The simple command construct is the base for all higher constructs. Everything you execute, from pipelines to functions, finally ends up in (many) simple commands. That's why Bash only has one method to expand and execute a simple command.

Pipelines

FIXME Missing an additional article about pipelines and pipelining

[time [-p]] [ ! ] command [ | command2 … ]

Don't get confused about the name "pipeline." It's a grammatic name for a construct. Such a pipeline isn't necessarily a pair of commands where stdout/stdin is connected via a real pipe.

Pipelines are one or more simple commands (separated by the | symbol connects their input and output), for example:

ls /etc | wc -l
will execute ls on /etc and pipe the output to wc, which will count the lines generated by the ls command. The result is the number of directory entries in /etc.

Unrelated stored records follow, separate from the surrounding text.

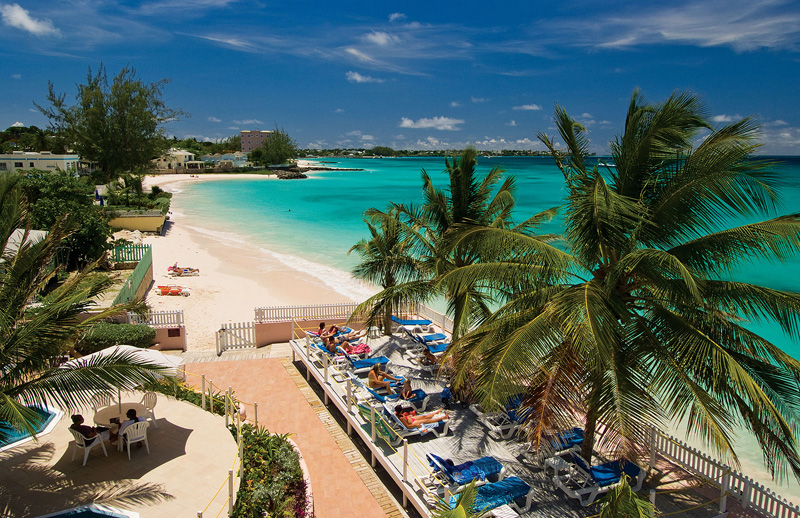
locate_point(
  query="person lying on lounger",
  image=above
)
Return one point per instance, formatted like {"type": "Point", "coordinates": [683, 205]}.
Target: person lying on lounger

The last command in the pipeline will set the exit code for the pipeline. This exit code can be "inverted" by prefixing an exclamation mark to the pipeline: An unsuccessful pipeline will exit "successful" and vice versa. In this example, the commands in the if stanza will be executed if the pattern "^root:" is not found in /etc/passwd:

if ! grep '^root:' /etc/passwd; then
  echo "No root user defined... eh?"
fi
Yes, this is also a pipeline (although there is no pipe!), because the exclamation mark to invert the exit code can only be used in a pipeline. If grep's exit code is 1 (FALSE) (the text was not found), the leading ! will "invert" the exit code, and the shell sees (and acts on) exit code 0 (TRUE) and the then part of the if stanza is executed. One could say we checked for "not grep "^root" /etc/passwd".

The set option pipefail determines the behavior of how bash reports the exit code of a pipeline. If it's set, then the exit code ($?) is the last command that exits with non zero status, if none fail, it's zero. If it's not set, then $? always holds the exit code of the last command (as explained above).

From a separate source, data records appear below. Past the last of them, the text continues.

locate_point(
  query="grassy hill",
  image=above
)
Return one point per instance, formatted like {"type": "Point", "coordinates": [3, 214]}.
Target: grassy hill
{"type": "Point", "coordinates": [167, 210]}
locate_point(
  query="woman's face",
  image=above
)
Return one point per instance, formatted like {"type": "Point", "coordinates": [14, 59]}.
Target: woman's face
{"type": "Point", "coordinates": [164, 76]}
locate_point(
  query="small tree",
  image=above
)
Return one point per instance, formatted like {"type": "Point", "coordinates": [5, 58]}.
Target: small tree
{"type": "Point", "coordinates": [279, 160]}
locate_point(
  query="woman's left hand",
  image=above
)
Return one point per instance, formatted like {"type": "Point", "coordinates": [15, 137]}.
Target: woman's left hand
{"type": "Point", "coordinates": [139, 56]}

The shell option lastpipe will execute the last element in a pipeline construct in the current shell environment, i.e. not a subshell.

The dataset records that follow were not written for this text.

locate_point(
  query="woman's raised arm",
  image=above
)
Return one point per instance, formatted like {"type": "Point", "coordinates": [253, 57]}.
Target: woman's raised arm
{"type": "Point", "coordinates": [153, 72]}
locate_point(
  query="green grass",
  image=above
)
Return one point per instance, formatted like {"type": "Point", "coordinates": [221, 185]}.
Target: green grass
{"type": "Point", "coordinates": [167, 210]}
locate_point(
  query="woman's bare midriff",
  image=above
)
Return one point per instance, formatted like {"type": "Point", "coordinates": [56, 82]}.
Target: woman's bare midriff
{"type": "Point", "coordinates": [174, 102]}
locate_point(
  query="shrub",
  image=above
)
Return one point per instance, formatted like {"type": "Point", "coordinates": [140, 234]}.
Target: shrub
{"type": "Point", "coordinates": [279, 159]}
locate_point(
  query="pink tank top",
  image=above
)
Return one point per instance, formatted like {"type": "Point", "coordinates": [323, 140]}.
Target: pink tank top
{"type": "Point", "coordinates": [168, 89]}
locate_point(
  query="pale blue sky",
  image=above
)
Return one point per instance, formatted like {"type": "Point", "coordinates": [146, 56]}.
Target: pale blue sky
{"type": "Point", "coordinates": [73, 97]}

There's also an array PIPESTATUS[] that is set after a foreground pipeline is executed. Each element of PIPESTATUS[] reports the exit code of the respective command in the pipeline. Note: (1) it's only for foreground pipe and (2) for higher level structure that is built up from a pipeline. Like list, PIPESTATUS[] holds the exit status of the last pipeline command executed.

Another thing you can do with pipelines is log their execution time. Note that time is not a command, it is part of the pipeline syntax:

# time updatedb
real    3m21.288s
user    0m3.114s
sys     0m4.744s

Lists

FIXME Missing an additional article about list operators

A list is a sequence of one or more pipelines separated by one of the operators ;, &, &&, or ││, and optionally terminated by one of ;, &, or <newline>.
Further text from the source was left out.